Now I would like to ask your assistance.
During these last two years there were times when our way of life was severely curtailed. We were in ‘lockdown’. At one time, for three months, even the doors of our churches were firmly closed. Being unable to enter the House of God and to take part fully in the celebration of the Mass was, for many, an experience of real dismay and pain.
But that is no longer the case. We are again able to fashion the way of life that we choose. The doors of our churches can stay wide open. Yet, as you know, many have not resumed the pattern of coming to church, week by week. Other activities have filled that space. For some, the thirst for being at Mass, for celebrating life-giving sacraments, has diminished.
This is where I ask for your help. I would like you to be ready to approach those whom you know, and who are not present here today, with a word of invitation for them to join us. I know this is not easy. You may well feel it is an intrusive thing to do. Also, taking the step across the threshold of the church can be daunting for someone who has been away for a long time. So I ask you to exercise great deference and kindness when approaching them, perhaps offering to accompany them on this return journey.
I make this request now not simply because fear and restrictions are eased, but because we are approaching Lent, the traditional and powerful season of our renewal in faith. Beginning on Ash Wednesday, this coming week, we respond to the Lord’s invitation to come forward and meet him afresh. He invites us to come through the doors of the church to stand before him and receive his blessing, his mark of mercy.

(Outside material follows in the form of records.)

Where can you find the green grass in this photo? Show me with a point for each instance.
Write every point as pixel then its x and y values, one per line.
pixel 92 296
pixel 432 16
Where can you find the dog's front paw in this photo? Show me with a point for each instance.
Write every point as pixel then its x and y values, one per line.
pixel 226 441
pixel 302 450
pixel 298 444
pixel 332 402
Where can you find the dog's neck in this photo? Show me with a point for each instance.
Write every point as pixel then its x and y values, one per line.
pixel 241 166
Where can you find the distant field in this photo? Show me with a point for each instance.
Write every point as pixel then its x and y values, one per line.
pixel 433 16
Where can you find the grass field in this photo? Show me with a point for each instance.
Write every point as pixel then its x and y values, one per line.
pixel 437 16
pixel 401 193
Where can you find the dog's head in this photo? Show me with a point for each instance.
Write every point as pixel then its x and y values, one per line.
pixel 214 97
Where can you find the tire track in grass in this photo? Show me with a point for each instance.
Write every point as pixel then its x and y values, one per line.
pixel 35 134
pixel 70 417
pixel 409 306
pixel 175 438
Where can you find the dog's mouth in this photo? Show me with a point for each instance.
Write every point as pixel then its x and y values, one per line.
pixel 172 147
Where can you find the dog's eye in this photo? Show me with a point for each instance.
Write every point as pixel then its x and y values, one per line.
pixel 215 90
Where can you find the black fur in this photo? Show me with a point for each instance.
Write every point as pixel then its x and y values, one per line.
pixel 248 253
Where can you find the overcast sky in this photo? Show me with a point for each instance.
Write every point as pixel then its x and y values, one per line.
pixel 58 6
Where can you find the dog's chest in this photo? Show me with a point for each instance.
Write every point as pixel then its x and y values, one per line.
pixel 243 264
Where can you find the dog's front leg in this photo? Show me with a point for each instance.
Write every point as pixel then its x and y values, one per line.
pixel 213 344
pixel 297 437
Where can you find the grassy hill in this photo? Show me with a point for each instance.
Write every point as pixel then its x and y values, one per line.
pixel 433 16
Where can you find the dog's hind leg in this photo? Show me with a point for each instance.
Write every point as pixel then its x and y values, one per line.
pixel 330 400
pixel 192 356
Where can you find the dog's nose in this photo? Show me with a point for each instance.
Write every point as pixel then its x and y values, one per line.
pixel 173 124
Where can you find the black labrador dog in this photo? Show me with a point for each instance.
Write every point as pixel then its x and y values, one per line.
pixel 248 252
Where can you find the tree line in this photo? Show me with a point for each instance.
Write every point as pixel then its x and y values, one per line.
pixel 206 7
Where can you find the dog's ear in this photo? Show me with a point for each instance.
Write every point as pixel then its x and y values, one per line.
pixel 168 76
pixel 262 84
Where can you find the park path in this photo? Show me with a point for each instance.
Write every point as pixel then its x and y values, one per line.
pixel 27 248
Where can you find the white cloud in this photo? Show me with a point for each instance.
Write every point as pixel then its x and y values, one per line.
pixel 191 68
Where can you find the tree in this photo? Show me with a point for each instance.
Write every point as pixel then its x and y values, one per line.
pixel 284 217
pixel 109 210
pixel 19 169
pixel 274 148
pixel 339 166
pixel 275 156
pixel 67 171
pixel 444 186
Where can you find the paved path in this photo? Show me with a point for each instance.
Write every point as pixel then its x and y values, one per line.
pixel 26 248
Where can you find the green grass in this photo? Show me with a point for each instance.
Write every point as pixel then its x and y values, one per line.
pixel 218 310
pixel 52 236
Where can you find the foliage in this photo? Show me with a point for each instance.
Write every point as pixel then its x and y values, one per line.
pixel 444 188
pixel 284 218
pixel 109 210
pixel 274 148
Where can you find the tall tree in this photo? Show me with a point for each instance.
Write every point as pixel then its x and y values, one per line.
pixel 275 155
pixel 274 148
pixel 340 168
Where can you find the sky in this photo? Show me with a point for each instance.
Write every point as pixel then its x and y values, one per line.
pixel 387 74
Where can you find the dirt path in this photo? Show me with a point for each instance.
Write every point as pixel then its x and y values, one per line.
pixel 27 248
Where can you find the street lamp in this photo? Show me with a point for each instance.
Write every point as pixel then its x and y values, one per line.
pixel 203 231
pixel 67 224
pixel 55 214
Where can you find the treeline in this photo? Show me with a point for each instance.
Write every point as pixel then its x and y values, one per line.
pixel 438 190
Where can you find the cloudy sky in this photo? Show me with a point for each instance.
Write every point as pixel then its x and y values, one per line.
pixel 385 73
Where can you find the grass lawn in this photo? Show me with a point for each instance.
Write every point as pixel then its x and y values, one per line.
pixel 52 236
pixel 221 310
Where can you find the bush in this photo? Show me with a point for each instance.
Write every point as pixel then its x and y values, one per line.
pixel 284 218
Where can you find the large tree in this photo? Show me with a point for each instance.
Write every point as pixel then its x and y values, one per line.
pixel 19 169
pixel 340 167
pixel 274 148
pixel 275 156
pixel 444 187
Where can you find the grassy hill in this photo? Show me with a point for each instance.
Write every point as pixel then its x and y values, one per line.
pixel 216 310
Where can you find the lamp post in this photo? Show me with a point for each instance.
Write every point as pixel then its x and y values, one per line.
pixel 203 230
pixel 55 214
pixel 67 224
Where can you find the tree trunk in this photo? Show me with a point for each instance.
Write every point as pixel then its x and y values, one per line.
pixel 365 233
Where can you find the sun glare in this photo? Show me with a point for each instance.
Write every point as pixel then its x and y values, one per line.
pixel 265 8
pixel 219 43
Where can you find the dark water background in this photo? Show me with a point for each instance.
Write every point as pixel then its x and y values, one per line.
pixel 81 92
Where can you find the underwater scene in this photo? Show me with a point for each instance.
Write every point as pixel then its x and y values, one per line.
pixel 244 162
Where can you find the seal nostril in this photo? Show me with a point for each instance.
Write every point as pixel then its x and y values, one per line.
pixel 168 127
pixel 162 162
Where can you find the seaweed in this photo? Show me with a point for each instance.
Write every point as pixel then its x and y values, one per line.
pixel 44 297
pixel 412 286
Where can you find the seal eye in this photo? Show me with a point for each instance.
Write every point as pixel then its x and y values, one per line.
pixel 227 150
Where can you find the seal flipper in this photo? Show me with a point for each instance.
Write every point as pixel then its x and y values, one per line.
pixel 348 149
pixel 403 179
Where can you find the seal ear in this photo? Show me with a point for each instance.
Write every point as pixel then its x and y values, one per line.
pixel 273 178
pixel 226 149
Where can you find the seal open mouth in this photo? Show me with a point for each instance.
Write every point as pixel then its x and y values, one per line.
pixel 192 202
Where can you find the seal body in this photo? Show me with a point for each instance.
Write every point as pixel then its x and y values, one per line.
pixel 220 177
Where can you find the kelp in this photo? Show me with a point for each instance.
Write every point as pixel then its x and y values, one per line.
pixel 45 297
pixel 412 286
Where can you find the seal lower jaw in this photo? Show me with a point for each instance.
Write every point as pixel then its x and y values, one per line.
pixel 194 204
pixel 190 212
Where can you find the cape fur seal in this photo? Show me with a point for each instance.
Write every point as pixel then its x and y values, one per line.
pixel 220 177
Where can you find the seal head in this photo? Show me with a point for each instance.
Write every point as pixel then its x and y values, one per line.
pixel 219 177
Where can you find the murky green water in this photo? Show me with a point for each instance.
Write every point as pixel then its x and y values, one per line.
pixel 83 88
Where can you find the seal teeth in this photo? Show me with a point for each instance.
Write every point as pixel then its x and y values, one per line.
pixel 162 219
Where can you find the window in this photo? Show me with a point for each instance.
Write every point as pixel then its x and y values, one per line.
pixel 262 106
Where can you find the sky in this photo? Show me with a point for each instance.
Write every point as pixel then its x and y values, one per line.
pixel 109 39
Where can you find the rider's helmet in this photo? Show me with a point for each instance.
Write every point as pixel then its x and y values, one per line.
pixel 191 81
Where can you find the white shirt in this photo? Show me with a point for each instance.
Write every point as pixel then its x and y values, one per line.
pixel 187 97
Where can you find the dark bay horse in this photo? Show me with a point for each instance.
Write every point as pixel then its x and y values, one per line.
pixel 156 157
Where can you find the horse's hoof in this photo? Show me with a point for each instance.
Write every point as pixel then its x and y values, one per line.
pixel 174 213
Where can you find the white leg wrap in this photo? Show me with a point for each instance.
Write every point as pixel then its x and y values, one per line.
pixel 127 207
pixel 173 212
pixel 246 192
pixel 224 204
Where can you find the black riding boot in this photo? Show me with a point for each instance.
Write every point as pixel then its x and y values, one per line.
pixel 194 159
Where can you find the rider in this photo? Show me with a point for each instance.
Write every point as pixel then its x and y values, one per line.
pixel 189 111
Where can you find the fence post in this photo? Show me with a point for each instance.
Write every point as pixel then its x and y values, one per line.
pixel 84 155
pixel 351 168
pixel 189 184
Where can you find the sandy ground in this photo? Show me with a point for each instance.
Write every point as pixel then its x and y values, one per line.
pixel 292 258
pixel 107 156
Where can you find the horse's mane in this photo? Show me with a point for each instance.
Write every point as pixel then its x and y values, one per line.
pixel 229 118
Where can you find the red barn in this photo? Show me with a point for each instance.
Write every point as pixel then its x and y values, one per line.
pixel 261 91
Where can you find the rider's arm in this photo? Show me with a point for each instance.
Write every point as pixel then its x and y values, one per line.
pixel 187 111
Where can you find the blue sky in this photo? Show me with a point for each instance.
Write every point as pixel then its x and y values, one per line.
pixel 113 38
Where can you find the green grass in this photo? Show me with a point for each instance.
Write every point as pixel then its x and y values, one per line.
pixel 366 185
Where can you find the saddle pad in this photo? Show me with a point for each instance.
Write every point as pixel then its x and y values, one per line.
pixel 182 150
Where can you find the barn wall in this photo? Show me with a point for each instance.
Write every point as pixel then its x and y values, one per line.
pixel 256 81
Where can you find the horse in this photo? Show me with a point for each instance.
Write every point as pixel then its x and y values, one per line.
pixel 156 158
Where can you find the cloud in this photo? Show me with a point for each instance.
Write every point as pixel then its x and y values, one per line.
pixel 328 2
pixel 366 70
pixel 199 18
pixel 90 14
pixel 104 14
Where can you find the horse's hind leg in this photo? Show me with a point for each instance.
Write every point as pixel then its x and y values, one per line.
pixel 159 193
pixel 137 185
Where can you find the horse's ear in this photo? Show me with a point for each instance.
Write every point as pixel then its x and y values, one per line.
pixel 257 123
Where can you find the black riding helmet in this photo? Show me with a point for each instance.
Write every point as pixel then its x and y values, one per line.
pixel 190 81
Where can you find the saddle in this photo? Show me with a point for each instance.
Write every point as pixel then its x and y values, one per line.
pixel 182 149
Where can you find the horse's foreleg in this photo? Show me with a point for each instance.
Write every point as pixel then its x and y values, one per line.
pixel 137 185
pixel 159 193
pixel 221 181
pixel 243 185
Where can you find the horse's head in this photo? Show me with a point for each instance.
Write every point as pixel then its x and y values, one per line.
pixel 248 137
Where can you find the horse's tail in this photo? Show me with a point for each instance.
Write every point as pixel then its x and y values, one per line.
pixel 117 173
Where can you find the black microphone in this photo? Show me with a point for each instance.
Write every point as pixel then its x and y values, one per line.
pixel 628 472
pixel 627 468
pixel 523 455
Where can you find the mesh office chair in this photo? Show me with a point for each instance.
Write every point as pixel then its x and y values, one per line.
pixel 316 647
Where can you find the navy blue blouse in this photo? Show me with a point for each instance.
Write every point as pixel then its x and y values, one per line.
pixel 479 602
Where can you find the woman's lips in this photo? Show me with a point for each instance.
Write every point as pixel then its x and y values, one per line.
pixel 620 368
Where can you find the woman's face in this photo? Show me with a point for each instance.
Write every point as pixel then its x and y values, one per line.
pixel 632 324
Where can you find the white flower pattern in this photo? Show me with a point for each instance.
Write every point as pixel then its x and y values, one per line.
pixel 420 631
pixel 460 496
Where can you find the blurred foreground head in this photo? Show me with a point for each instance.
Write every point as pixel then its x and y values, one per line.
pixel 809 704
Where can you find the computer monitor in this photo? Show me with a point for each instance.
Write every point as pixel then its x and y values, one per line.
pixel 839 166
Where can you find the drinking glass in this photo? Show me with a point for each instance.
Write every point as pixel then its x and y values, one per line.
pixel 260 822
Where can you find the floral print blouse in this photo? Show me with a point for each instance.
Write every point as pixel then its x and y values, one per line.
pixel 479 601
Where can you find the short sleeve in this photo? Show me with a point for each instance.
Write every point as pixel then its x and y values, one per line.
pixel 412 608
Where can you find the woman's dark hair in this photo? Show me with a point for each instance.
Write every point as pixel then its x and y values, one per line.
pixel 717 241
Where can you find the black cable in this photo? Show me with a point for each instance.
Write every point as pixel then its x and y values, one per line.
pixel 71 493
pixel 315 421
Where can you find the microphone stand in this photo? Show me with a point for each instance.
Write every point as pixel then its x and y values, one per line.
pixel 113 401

Lent is the time to reset our patterns so that there is time for God in our hearts and in our weekly routines. You know well that the highest form of prayer is the celebration of the Eucharist. It is here, above all other places, that the Lord wishes to fill us with his gifts, so that we, in turn, can offer those gifts to others. And then, when we give that which we have received, we bring this precious light of Christ into our world. He is the best antidote to the darkness of the pandemic, to the loneliness it has brought, to the lack of clear hope for the future, to the deep weariness and unexpressed resentment that has entered into the souls of so many.
So, please, do what you can to invite those who are missing to come with you to be part of this great family of faith at prayer. If each of you can give a word of encouragement to one other person, to one other family, then the reward will be great. Then we can journey together to Easter. There we proclaim again that Jesus alone has mastered death, that he alone is the Lord of life, that he is now among us and calling us to come to meet him here, in this House of God, in this Gate of Heaven.
I thank you again for your presence here today. I thank you for all that you will do in response to this request and I ask God’s blessing on the words that you will speak. Remember the words of St Paul that we have just heard: ‘Keep on working at the Lord’s work always, knowing that, in the Lord, you cannot be labouring in vain’ (1Cor. 15:58).
Please continue in your prayer for peace in Ukraine. We cry out: No more war, no more violence!
And remember me in your prayers as I will remember you, the faithful people of God!